Tommy follows Frosty's hat to the library and finds a comic about a boy who created Frosty with the help of his magician father's hat, but the rest of the comic's pages are blank. Tinkerton gives Tommy a "#1" pin and asks Tommy to report anything unusual. Tommy later discovers a picture of his father as a child and realizes that his father is the boy in the comic.

Frosty enjoys playing with children, but their misbehavior frustrates parents and causes Tinkerton's collapse. Pankley becomes mayor and tricks Walter into helping him trap Frosty, leading to Frosty falling into a pond and melting. Meanwhile, the blank pages in the comic restore themselves, and Tommy discovers that Pankley stole the hat and locked it away the same winter that Tinkerton created Frosty.

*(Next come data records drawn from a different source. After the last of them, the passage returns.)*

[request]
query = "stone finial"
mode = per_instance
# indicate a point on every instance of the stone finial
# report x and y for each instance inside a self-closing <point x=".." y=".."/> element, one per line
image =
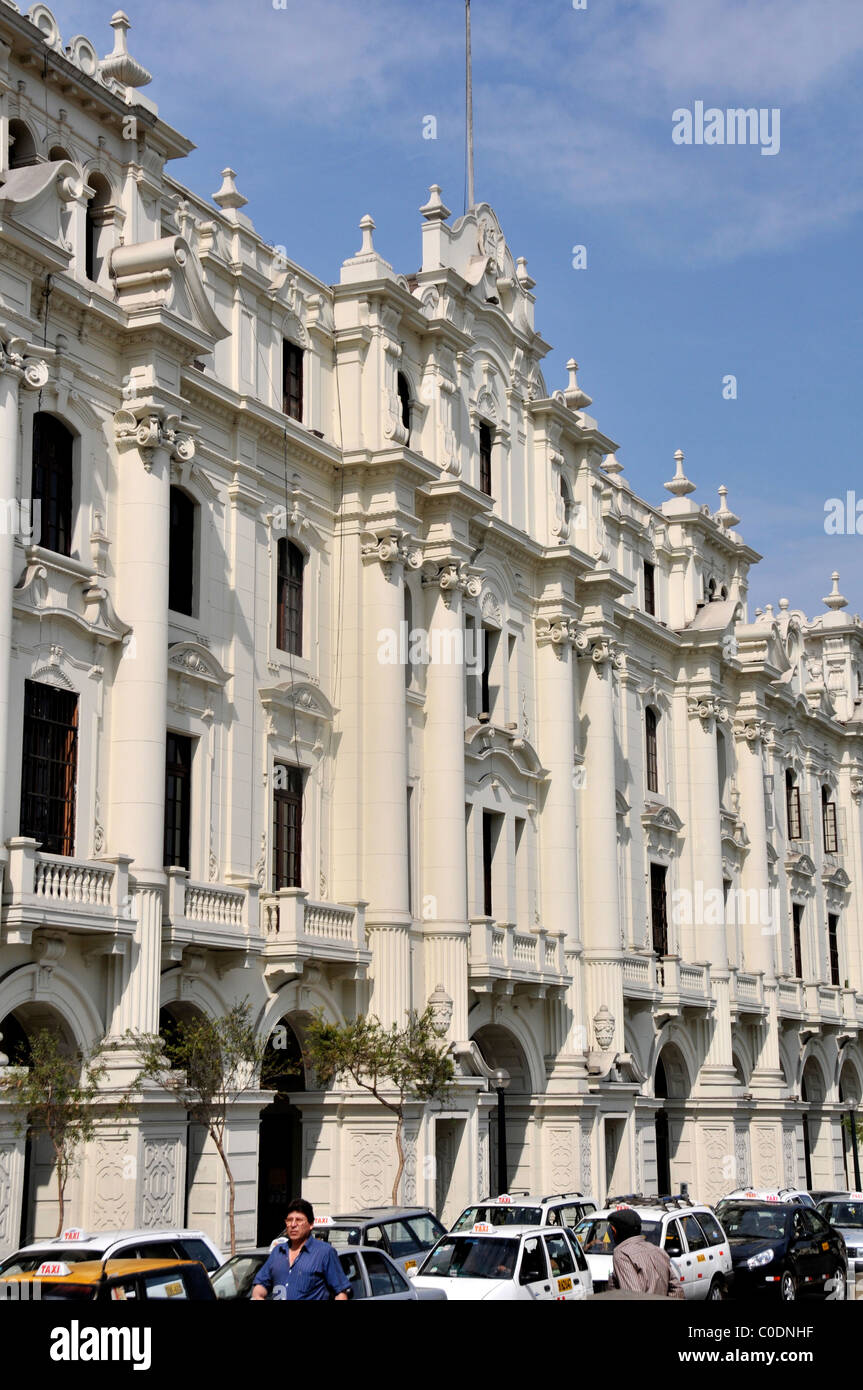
<point x="834" y="599"/>
<point x="574" y="396"/>
<point x="435" y="210"/>
<point x="120" y="64"/>
<point x="726" y="516"/>
<point x="367" y="225"/>
<point x="228" y="196"/>
<point x="680" y="484"/>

Tommy and his friends retrieve the hat and revive Frosty, prompting their worried parents to search for their children, despite Pankley's attempts to stop them. Tinkerton offers to help, only for Pankley to furiously rebuke him. Tommy returns the pin to Tinkerton, who forgives him and recognizes Frosty's magic. Pankley's plot and true colors are exposed in the process; Tinkerton immediately reinstates himself as mayor in disgust and Walter throws a snowball at Pankley, leading to a massive snowball fight. Pankley runs away from the action, only to fall into the pond. The adults and children reconcile, with Tinkerton's belief in magic restored and the rules and curfews removed from Evergreen. The film's narrator is revealed to be an elderly Tommy, who is married to his childhood love interest, Sara Simple.

==Cast==
- Burt Reynolds as Narrator/Old Tommy Tinkerton
- Bill Fagerbakke as Frosty the Snowman
- Kath Soucie as Tommy Tinkerton, Old Sara Tinkerton (née Simple)
- Tom Kenny as Mr. Tinkerton
- Larry Miller as Principal Pankley
- Jeannie Elias as Charlie Tinkerton, Librarian
- Kenny Blank as Walter Wader
- Tara Strong as Sara Simple, Sonny Sklarew
- Grey DeLisle as Miss Sharpey, Simon Sklarew, Sullivan Sklarew
- Candi Milo as Mrs. Tinkerton, Girl #2
- David Jeremiah as Mr. Simple, Mr. Sklarew, Townsperson #1
- Tress MacNeille as Mrs. Simple, Girl #1
- Vernee Watson-Johnson as Mrs. Wader
- Evan Gore as Paperboy

==Background==

The official cover artwork for the home video release of The Legend of Frosty the Snowman: Collection. The release included Frosty the Snowman (1969) and Frosty Returns (1992), acknowledging their connections though each release were produced by differing production studios.

The film holds only a loose continuity with Rankin/Bass's 1969 television special Frosty the Snowman although Frosty's design by Paul Coker, Jr. is identical and Tommy's grandfather is clearly Professor Hinkle, the reformed antagonist of the original special. Apart from a brief mention of Santa Claus, there is no direct reference to Christmas itself. The film was produced in late 2004, but like Rudolph's Shiny New Year, it was not released until a full year later.

The film originally aired annually on Cartoon Network from 2005 until December 11, 2011, when the special moved to Kids & Teens TV, which ceased operations in 2019. Following this, the special was acquired by AMC as part of their Best Christmas Ever event. Distribution rights to the film are currently held by NBCUniversal Television Distribution following its parent Comcast's acquisition of DreamWorks Animation, which acquired the film's holder Classic Media in 2012. DreamWorks released the special for free on YouTube on November 30, 2017, along with the original Frosty the Snowman, until it was withdrawn after the 2024 season. In 2025, the special moved to Freeform's 25 Days of Christmas.